How reality is prettified or obscured in photographs is one of his particular interests. How language is poured over individual lives for well-meaning but overwhelming purposes is presumably another.

But we are left, or I am, with the feeling that his work requires the presence of wall text (beyond simple translation), or explication by someone on the premises. The innocent eye, or the untrained American eye, anyway, simply cannot contextualize the work in terms of what appears obvious to sophisticated observers onsite in the home country.

And this is typically the case with all but the most blatant of global conceptual art, even the works that appear to be dealing with universal issues. The universal is always presented in particular inflections, even as it reminds us of that which makes the human species an ultimate unity.

ask and ye shall receive, even if nobody heard the question






Quite independently from my query, I learned that E K is planning a show at Solomon Projects that will be a significant departure from earlier work. Excellent news.

Wendy Given's large photographs of the Pacific rain forest (that's what they call the forest around Portland, OR) turn out to be transmutations of Northern European folk tales with significant parallels in other cultures.

Given and her husband do the set-ups with taxidermied animals and decoys and costumes onsite, then add incidental Photoshop effects here and there, accentuating features that already suggest elements out of folklore.

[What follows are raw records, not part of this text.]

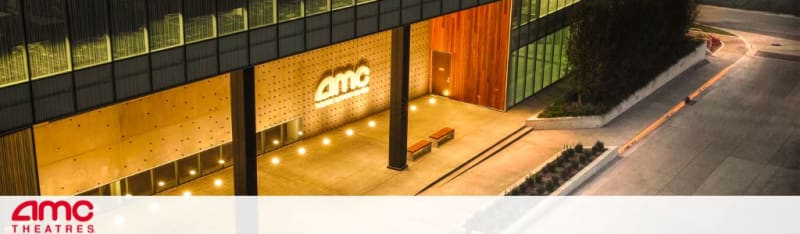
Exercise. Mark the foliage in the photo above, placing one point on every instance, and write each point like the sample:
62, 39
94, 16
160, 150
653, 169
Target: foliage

The Peanut Elves are even more amazing once you realize that these are documentary photos of elf-faces from raw peanuts that have, at most, been minimally enhanced with a bit of carving to add a second eye to a face that already is a natural formation.

Given has had to open several thousand raw peanuts to find the nineteen elf faces (so far) of which a selection is presented in these immensely enlarged views. I, for one, had never heard of this wedding of Germanic folklore and Southern folkways until Given described her childhood in which her mother set her to looking for elf faces in peanuts as a means of relieving boredom.

I haven't yet had time to survey the other Atlanta blogs, but I hope someone has taken detail shots of the forest photographs, as the scale is important: most of the interesting details vanish in onscreen views.